Freespace II (heh, I *am* replaying that, with jazzy new graphics thanks to its terrific modding community).

And Wizard's Crown... which had the best battle system out of any CRPG. It was the basis for the --dumded dumb-- system found in the old SSI Gold Box D&D games. Hasn't been topped yet, IMHO, for sheer amount of tactical choices presented.


----------



## Thanee (Aug 3, 2007)

StarCraft !! 

Shadowrun (SNES)

Desperados

Phantasie III - The Wrath of Nikademus

Jagged Alliance 1 & 2

Fallout 1 & 2

Day of the Tentacle

Atomic Bomberman

Knights of the Old Republic (maybe not classic enough yet to qualify)

Bye
Thanee


----------



## Lockridge (Aug 3, 2007)

Rodrigo Istalindir said:
			
		

> Hell, there's tons of games I'd love to play again if they updated the graphics and left the gameplay the same.




Thats the essence of the question.  Is there a game in your past that was so enjoyable that you WOULD go back and play without updated graphics?  If there is such a game then it probably has a special quality such as sound, atmosphere, personality or maybe it just makes you feel the same way you felt the first time you played it.

I'm hoping to find a few suggestions from others that I either didn't play the first time or just haven't thought about again.


----------



## Croesus (Aug 3, 2007)

Lockridge said:
			
		

> Is there a game in your past that was so enjoyable that you WOULD go back and play without updated graphics?

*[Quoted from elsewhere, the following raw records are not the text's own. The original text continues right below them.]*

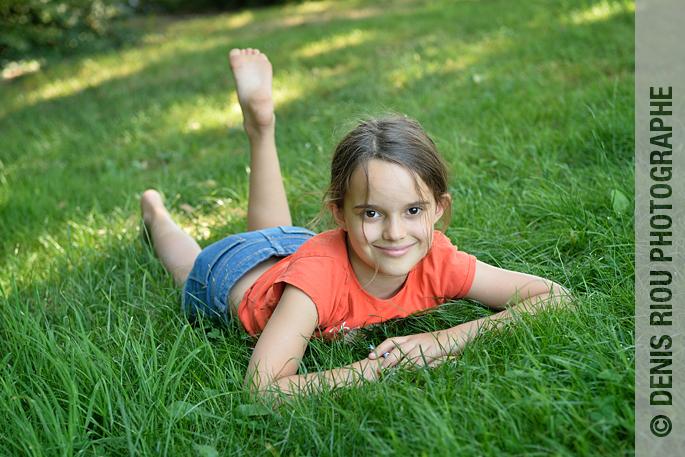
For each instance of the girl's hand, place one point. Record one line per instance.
(423, 349)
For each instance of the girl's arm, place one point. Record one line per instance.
(281, 345)
(500, 289)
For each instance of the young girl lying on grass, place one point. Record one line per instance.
(385, 261)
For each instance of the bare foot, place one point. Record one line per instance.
(152, 207)
(253, 75)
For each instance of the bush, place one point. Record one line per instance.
(186, 6)
(29, 25)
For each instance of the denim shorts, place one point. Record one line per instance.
(220, 265)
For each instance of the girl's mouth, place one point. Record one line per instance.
(395, 251)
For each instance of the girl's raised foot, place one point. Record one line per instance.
(253, 77)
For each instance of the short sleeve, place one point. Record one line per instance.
(323, 279)
(464, 270)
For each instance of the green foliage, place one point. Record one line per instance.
(185, 6)
(532, 104)
(28, 25)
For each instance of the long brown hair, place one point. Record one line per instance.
(394, 139)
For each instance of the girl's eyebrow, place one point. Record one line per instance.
(376, 207)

*Wasteland*. It has been on every PC I've owned for the past 15 years or more. Just a couple months ago I figured out how to reset the game, so my current party could go through the whole game all over again. (Not as easy as it sounds - I own the 5 1/4" floppy version.) Loads of fun.

*Master of Orion II*. Some prefer the first MOO, but for me, MOO2 is a near-perfect 4X game. I still play it now and then.

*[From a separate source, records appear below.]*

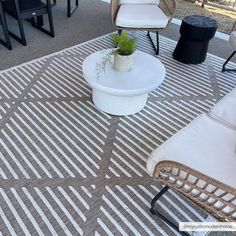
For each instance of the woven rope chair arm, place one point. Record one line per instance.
(216, 198)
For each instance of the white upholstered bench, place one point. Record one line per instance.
(200, 161)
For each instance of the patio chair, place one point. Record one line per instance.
(232, 41)
(6, 42)
(70, 9)
(147, 15)
(199, 164)
(29, 9)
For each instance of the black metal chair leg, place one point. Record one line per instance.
(155, 47)
(7, 42)
(157, 213)
(226, 62)
(50, 32)
(70, 9)
(22, 38)
(50, 19)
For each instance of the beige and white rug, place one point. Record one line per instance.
(68, 169)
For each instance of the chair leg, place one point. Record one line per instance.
(155, 47)
(7, 42)
(157, 213)
(50, 32)
(20, 39)
(226, 62)
(71, 10)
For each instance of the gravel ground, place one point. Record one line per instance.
(225, 18)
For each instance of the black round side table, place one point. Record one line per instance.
(196, 32)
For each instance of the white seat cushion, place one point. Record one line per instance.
(225, 109)
(139, 2)
(232, 39)
(141, 16)
(204, 145)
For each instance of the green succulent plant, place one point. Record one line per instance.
(126, 45)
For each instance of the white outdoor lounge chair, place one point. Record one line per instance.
(148, 15)
(200, 162)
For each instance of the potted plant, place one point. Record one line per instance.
(123, 55)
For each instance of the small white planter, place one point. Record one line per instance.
(123, 63)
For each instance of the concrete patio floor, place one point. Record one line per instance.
(91, 20)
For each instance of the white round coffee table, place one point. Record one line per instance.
(122, 93)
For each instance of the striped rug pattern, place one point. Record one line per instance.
(68, 169)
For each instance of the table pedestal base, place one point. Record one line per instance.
(117, 104)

*Civilization II*. IMO, still the best gameplay of the series. The newer versions look better, but they haven't sucked me in like this one. Still worth playing in place of Civ III and Civ IV.

I did try to re-play Might and Magic I and II a while back, but I just couldn't get past some of the design decisions (such as only saving at the Inn).


----------



## Kem (Aug 3, 2007)

I'd consider Master of Orion 2.

I've been trying to play Bandit Kings of Ancient China. ( )
Also X-Com the first or 2nd.


----------



## Milagroso (Aug 4, 2007)

Descent to Undermountain!!

I still have the game somewhere, but it won't play on any system I have. 

Also, the Ultima series games were great. Those of you who enjoyed Ultima 5 should look into the Ultima 5: Lazarus Project using the Dungeon Siege engine. I played it a little bit only though, so my experience with the game is cursory, but it felt like Ultima but only better.


----------



## horacethegrey (Aug 4, 2007)

Ye old games I'd happily play again:

_Baldur's Gate _series - Still better than most RPG's out there today. 

_Star Wars: Jedi Knight_ and _Jedi Outcast_ - No lame prequel games here. These games were truly strong in the Force.  

_Grim Fandango_ - Bar none one of the best adventure games ever made. Gripping story that's quite hilarious in some places.

_Gabriel Knight_ series - Adventure gaming at it's scariest.


----------



## Rodrigo Istalindir (Aug 4, 2007)

Lockridge said:
			
		

> Thats the essence of the question.  Is there a game in your past that was so enjoyable that you WOULD go back and play without updated graphics?  If there is such a game then it probably has a special quality such as sound, atmosphere, personality or maybe it just makes you feel the same way you felt the first time you played it.
> 
> I'm hoping to find a few suggestions from others that I either didn't play the first time or just haven't thought about again.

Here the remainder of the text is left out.